There is something other-worldly about this song. The guitar intro trickles in like pixie dust drifting through the air. The shimmering specks land on the closed eyes of a sleeper and transports them to another place and time. It’s a bittersweet imaginary adventure where they enjoy the moment for what it is, but know that it won’t last.
It’s weird. This song takes me to a time when everything was very real, but life still felt like a dream.
My father had started to have trouble walking again. He had had this issue once before when he had been diagnosed with hydrocephalus, which is fluid on the brain. At that time, my husband and I were convinced it was because my dad was just fucked up on prescription pills. When he got out of surgery it was like someone had flipped a switch. He was walking and moving better than he had been before.
Fast forward 10 years and we were back to the same. This time it wasn’t as bad. It was basically just a stiff leg that was causing him pain. Oh, and the little thing of him repeatedly falling.
I accompanied my mother and dad on his doctor’s visit down to a specialist in the LA area. There they said they were going to do a spinal tap and test the fluid to see what was causing him this issue. They didn’t know then, but I am almost certain it was ALS related. There are just too many coincidences for me.
On the way back from that visit, I told my dad, “What do you want to listen to? Anything in the world, what would you want to hear?” He mumbled out “Jim Croce.”
I pulled up spotify and started playing the top hits, and this was the first one.
I may have heard it growing up but I don’t think I was paying attention to anything adults did. I was pretty self absorbed and really only focused on what interested me. A bluegrass/folk singer would be right at the bottom of the list.
What’s funny is I am a lot like my dad. I share with him an obsession with music and a particular habit of repeatedly playing the same song. There was a story of my father doing this with a tape while on a road-trip with my mom. He would listen through, stop it, rewind, and play it again. He drove my mother so nuts with this that she ejected the tape and threw it out the car window. I don’t know what song it was, but I just have this gut feeling it was this one.

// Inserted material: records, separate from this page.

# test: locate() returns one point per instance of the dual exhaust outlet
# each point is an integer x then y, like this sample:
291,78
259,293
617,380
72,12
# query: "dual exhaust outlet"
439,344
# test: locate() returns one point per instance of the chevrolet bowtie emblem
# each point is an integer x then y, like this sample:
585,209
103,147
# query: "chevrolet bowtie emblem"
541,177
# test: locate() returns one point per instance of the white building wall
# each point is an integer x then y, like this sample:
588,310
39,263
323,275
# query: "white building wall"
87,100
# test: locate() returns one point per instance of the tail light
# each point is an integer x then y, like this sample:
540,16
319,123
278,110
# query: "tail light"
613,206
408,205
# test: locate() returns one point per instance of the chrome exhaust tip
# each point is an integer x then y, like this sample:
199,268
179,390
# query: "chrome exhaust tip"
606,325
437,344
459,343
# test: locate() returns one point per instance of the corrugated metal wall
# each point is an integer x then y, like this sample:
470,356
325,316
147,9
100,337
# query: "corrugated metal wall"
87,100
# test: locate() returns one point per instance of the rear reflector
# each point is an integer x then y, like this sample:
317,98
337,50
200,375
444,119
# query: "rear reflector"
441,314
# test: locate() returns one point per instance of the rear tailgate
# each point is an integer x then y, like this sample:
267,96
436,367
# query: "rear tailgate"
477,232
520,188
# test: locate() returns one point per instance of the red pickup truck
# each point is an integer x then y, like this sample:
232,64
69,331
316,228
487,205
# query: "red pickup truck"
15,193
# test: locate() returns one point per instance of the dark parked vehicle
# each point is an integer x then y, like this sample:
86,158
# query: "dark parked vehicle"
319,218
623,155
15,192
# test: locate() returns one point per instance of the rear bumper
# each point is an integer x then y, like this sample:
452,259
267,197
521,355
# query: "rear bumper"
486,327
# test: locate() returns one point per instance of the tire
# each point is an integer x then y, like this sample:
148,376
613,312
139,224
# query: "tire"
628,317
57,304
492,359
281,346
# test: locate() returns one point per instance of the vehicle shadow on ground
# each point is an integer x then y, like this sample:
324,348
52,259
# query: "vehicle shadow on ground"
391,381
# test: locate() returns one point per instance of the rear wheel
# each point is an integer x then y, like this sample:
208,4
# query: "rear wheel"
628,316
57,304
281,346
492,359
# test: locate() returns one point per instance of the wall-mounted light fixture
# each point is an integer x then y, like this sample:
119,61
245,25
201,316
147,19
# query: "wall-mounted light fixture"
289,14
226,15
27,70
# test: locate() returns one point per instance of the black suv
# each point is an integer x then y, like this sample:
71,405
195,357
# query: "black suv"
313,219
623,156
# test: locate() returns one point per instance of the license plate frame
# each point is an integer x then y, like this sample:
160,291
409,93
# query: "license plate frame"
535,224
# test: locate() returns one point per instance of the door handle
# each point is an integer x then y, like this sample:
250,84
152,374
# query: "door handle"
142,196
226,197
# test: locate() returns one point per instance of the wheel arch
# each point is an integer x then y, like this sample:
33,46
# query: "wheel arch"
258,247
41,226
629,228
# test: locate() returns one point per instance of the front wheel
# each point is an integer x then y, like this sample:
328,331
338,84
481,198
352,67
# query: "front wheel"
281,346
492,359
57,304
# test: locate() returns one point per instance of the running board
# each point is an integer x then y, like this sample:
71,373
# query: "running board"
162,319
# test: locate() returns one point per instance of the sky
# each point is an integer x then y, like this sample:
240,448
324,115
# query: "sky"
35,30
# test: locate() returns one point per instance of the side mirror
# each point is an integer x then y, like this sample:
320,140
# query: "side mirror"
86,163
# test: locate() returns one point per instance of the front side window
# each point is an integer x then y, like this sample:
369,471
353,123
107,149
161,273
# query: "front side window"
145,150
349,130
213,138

The early Monday morning we had my mother’s appointment to confirm she was in the early stages of Alzheimer’s, I noticed some big bruises and cuts on my dads arms.
“What’re those?” I had asked.
“I fell two times yesterday,” he said.
I joked and said he needed to be careful and should I buy him a helmet? “Do you need a life alert?”
I should have bought him a helmet. I should have given him a life alert.
That following Thursday morning, while he was using the bathroom, my dad fell and hit his head on the edge of the counter. He made it to the bedroom and from my mother’s COUNTLESS, gruesome retellings (complete with re-enactments) he called for help and began to seize. My mother’s idea of “helping” was running outside and literally yelling “help.” Not… dialing 911. And even when the school bus driver told her do just that, she rushed inside and forgot the number.
I’m pretty sure my mother’s disease will, in the end, claim two lives.
That morning I got a call from my dad’s cellphone but instead of his voice was a stranger’s. She told me that he had been taken to the hospital. I went to work as normal and then informed my boss of what happened. I got my mother and went to the ER.
He was braindead by the time we got to see him.
I called my mooch of a “step-sister” (it’s complicated) to let her know. She cried and told me to play (of all the bands my dad loved) Jim Croce for him. For a brief moment I thought she actually cared and could be a real “sister.” But then she began her grift the weeks following. Didn’t send flowers. Didn’t do anything. She was a “Hensley” in name alone.
We pulled my pop from life support and he was gone in seconds.
That following Saturday evening my husband orchestrated this little get together at a bar to celebrate my dad’s life. (This was also the first time Josh ever hung out with me and Charlie. He was uncomfortable at first, but because of the circumstances powered through.)
We hijacked the jukebox and played Jim Croce all night and drank all of my dad’s favorite spirits in his honor (peppermint schnapps and Coors.) I don’t think I have ever cried as much as I had that night. Nor do I think I have ever been as drunk. Good lord…
“Time in a Bottle” is a sad melody, but in the chorus for a brief moment there is a turn and it becomes hopeful and bright. I live for the chorus. I belt out the lyrics as hard and as loud as I can muster every time.
But there never seems to be enough time
To do the things you want to do once you find them
I’ve looked around enough to know
That you’re the one I want to go through time with
Like life, the song is mournful for the loss of time, the microscopic moment we all get to experience it. It is loss, it is pain, but there is brief moments in that sea of yearning that are hopeful. They give us enough joy to carry on to the next chorus.